AVALANCHE OBSERVATIONS
None Reported
SNOWPACK OBSERVATIONS
 HS: sheltered=30-50cm <8200', 30-70cm>8200' wind-loaded=70-100cm >8500' (see attached pit+photo for example of wind-loaded middle elevation slope) 
 Upper Pack: sheltered=F PP/DF/MF with some stiffer 1F snow a ways below the surface and some crusts on true solars
exposed=mix of stiffer wind affected 1F layers and trapped 4F/F DF 
 Middle Pack: sheltered=degrading crusts and FC
exposed=P hard wind packed layer 
 Lower Pack: sheltered=F FC or DH
exposed=FC/DH, but stronger (1F and 4F) 
AVALANCHE PROBLEM ASSESSMENT
Avalanche Characteristics
Character/Avalanche Problem:
Persistent Slab

Layer/Depth:
12/11 wind-loaded terrain: 40-60cm

Likelihood of Triggering
Sensitivity:
Stubborn

Spatial Distribution:
Specific
Terrain
  Primary Concern Comments: 
 
Avalanche Characteristics
Character/Avalanche Problem:
Persistent Slab

Layer/Depth:
12/11 sheltered terrain: 10-30cm

Likelihood of Triggering
Sensitivity:
Unreactive

Spatial Distribution:
Widespread
Terrain
  Problem 2 Comments: 
STABILITY TESTS
 Stability Test Results: 8800' W aspect, wind-loaded slope with hard slabs above weak layer: ECTPsp 25, 27 @22cm
OBVIOUS SIGNS OF INSTABILITY
 Marked with checkmark if observed:
 Collapsing (isolated) Depth: 30-40cm Length: 5m
 Comments: I stomped on all the drifts and wind-slabs I could find. I only got collapses in areas where the slab was thinner (< about 18") and softer (1F and 4F).
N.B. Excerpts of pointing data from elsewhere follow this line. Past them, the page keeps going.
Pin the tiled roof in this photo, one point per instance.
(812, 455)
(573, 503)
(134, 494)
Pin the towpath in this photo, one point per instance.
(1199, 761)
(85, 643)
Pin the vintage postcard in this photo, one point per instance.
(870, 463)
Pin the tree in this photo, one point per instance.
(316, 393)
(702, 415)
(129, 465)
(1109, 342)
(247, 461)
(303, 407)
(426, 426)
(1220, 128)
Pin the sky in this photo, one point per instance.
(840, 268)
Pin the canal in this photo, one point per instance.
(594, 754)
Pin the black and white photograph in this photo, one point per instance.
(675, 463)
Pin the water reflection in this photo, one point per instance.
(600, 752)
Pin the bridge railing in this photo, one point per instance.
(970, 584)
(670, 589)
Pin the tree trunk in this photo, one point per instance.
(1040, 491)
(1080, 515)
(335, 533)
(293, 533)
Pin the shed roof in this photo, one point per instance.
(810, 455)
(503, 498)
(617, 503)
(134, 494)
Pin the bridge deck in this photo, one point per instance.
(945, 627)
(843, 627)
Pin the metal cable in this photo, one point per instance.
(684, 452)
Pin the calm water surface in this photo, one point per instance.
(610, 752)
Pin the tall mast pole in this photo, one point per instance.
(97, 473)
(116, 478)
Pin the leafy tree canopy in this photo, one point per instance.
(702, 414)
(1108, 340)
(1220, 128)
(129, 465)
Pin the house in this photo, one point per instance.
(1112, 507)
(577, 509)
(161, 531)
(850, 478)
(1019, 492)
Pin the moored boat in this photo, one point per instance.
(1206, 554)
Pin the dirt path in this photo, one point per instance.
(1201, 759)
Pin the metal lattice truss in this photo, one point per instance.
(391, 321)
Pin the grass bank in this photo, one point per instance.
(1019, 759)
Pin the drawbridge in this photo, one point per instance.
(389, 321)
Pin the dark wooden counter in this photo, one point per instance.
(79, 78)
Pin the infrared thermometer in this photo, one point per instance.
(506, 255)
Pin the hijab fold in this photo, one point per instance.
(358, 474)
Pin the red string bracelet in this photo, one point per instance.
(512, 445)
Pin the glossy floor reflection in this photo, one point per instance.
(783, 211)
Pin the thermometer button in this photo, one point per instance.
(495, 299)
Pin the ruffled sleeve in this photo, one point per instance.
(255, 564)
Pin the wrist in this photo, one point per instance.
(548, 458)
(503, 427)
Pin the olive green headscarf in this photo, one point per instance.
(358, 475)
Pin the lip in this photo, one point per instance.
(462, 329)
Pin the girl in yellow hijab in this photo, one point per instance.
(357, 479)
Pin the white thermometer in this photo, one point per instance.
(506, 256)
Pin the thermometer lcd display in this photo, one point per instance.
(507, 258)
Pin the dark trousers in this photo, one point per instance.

In areas where a P hard, thicker slab existed, I didn't get any collapsing - it was behaving more like a low probability/high consequence deep persistent problem in these areas.
SNOW STABILITY
 Snow Stability Rating for your observed area: Good Confidence: MODERATE Trend:
 Comments (aspects and elevations of instability, etc): Stability rating applies to middle elevation, wind-loaded slopes. Stability was very good at lower elevations and in sheltered middle elevation terrain.
FILE ATTACHMENTS

181227_HortonPk_pit_8800W_SS.jpg
Pit in wind-loaded site at 8800', W aspect. This was representative of exposed areas near ridges with hard slabs from previous wind events.

181227_HortonPk_pitphotolabeled_8800W_SS.jpg
Photo of ECTPsp,25, failing at interface between basal facets and hard wind slab above.